When teaching horses, you must remember that the equine species needs repetition and more repetition to learn well. A horse may usually need 5 or 50 repetitions of instructions to ultimately grasp the action, and the point is this: if you’re not capable of exercising great patience, you haven’t got any business teaching horses. If you approach your pony the right way, you will find that as the training advances, your bonding with your horse swiftly improves, and in turn, that decreases his learning cycles.
Try to stick to those methods that have successfully withstood the passage of time. To my mind, pony coaching isn’t a matter that calls for extensive innovation. The techniques that have come down through the ages are those that have emerged successfully thru years and years of trial and error, and they have served generations and generations of horsemen very well. You need to use creativity to adapt them to your precise circumstances, but don’t tinker with the fundamentals.
You will struggle to find a better approach than natural horsemanship. This system emphasises the necessity to understand equine psychology and a little bit of the history of horsemanship as a prerequisite to pre-eminence in training. It is very important to be well versed in these subjects to achieve maximum effectiveness.
Some significant features of training primarily based on natural horsemanship
* Natural horsemanship eschews force and negative re-strengthening while training. This strategy believes in the effectiveness of easy-handed convincing. It is vouched for by famous journalists like Laura Hillenbrand who have specialized in equine matters.

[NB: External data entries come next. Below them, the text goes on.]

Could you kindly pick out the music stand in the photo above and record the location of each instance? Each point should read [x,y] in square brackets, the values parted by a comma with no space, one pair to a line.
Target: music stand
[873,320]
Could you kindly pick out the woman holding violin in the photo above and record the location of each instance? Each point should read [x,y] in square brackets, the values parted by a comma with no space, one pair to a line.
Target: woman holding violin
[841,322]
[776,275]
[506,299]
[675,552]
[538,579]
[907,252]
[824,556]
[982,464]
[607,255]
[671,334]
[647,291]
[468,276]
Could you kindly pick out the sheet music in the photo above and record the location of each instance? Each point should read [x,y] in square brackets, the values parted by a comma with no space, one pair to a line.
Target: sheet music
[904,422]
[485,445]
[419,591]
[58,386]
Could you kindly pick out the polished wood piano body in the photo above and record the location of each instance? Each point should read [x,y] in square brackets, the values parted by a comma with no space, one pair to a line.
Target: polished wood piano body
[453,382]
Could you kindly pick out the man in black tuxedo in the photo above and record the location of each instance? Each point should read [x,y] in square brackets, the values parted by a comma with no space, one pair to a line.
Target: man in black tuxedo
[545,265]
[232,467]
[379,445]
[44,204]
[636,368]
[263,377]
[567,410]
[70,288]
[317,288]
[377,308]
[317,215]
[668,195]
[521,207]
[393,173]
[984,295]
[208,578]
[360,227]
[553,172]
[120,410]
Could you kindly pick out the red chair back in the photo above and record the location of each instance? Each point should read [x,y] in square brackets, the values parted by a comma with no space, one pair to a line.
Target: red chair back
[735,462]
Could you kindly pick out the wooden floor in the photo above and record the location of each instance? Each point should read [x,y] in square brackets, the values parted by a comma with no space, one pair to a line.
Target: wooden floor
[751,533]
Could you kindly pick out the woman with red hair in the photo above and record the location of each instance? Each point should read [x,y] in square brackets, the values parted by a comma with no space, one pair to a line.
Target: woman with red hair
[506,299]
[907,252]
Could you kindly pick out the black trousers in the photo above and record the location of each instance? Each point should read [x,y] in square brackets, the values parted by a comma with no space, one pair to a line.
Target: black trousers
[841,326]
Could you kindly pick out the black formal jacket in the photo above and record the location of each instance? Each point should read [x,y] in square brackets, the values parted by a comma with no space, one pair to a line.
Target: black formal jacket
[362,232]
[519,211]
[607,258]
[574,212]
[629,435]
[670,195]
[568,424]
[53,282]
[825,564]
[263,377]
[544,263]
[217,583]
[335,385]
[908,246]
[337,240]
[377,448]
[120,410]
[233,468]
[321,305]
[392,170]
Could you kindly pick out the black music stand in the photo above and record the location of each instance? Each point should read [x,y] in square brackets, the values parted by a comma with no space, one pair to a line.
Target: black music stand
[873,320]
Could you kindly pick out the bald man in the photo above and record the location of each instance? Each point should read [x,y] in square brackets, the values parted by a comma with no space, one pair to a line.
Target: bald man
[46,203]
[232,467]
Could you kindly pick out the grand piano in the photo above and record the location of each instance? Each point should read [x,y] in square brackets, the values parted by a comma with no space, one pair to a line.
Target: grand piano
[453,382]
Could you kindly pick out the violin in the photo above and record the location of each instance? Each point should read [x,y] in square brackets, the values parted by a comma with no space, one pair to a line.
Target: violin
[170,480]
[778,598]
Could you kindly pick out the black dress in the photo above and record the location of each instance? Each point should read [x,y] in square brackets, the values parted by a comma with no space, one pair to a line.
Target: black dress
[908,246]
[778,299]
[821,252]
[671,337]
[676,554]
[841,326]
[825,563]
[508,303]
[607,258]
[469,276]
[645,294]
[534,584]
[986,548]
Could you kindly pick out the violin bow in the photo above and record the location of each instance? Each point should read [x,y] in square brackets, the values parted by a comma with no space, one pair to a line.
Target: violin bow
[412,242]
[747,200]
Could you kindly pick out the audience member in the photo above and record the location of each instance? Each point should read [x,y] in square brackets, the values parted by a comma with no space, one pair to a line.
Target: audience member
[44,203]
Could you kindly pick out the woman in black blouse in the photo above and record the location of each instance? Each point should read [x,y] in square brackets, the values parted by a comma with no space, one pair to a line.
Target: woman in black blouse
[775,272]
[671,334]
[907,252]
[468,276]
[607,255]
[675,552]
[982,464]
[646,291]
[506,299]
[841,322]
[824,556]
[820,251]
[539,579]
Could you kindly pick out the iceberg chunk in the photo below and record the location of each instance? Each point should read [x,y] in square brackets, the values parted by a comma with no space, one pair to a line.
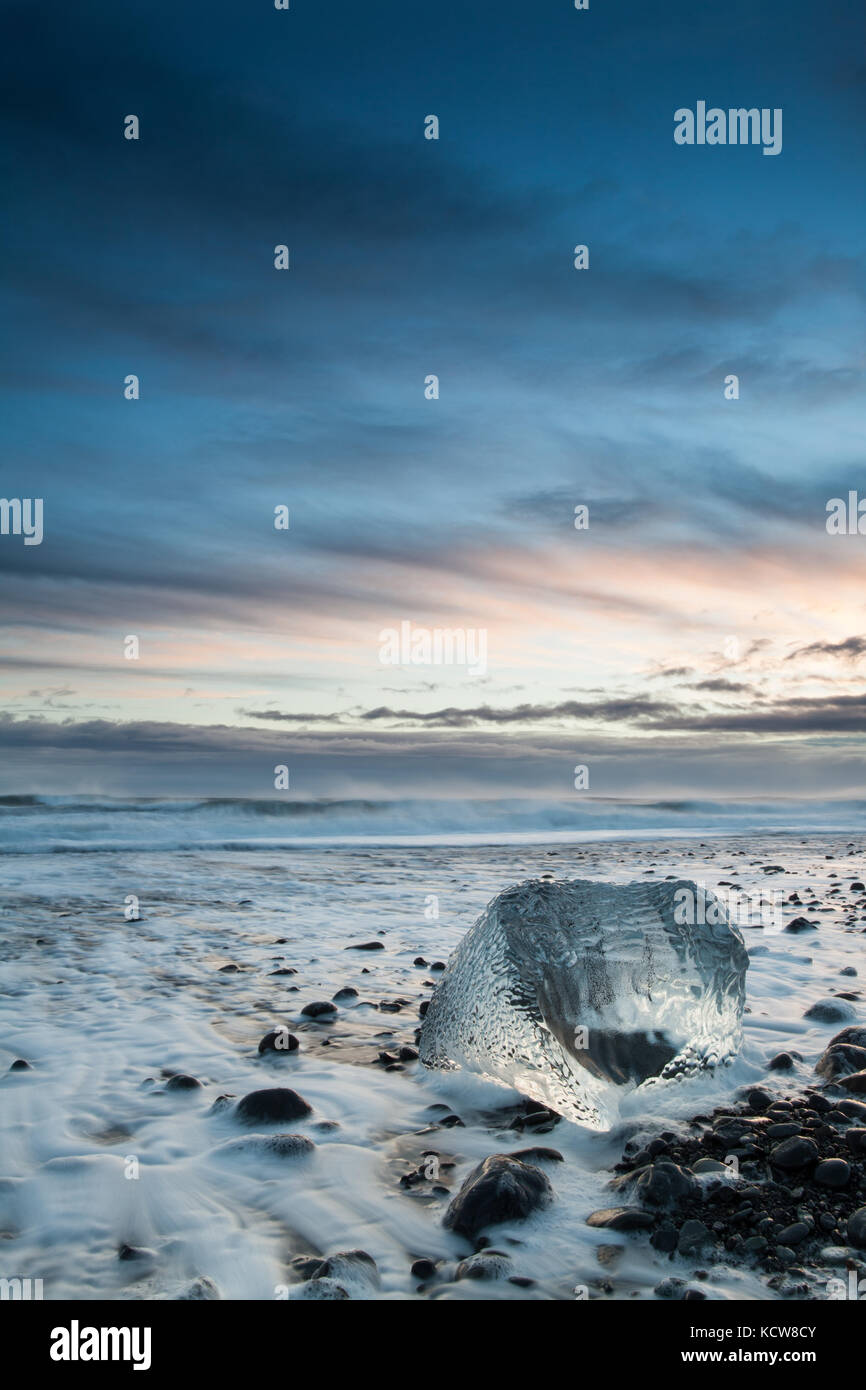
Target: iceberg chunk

* Each problem related to pony coaching has a solution. The onus is on the trainer to come up with the perfect solution to each problem that arises. You’ll find that as you pursue your training endeavours, you become a much improved homo sapien even as your horse learns more and becomes a better animal for it.
* Keep one thing in mind: if the pony isn’t responding well, the issue undoubtedly ensues from the tutor.
* Keep your mind and perspective free of the kind of unhealthy perspectives that surface from ownership pride.
* In the first stages, don’t spend time on aspects to do with riding your horse. The far more important thing is to bond totally with the pony; this makes him a much better learner and makes your future coaching a cake walk.
* Horses have herd instincts. Since they’re prey animals, they have also got robust survival instincts. They naturally tend to form herds as a survival mechanism. You must keep this under consideration as you train your horse, because this knowledge will be instrumental in helping you understand horses.
* Horses use body signals extensively as a technique of communication with each other. You’ll gain immeasurably by watching them closely. Be especially alert to their use of their ears, eyes and body position to convey feelings, alerts and moods.
* The horse’s head position is a good indicator of its mood. If the head is bowed, the pony is feeling submissive; if the head is raised, the pony might be feeling anxious or rebellious.
You want to control your horse with an iron fist in velvet gloves. NEVER use the fist to strike, though. When he gets used to the concept that you are the manager, your pony will happily follow you. But before things reach that stage, he is probably going to try you out. He will go against you simply to check if you are resolute of purpose. When you convince him that you are , he will be fine. Just accept the proven fact that even as you are teaching your horse, you are learning things yourself. Bide your time and you’ll soon see the enormous advantages of natural horsemanship.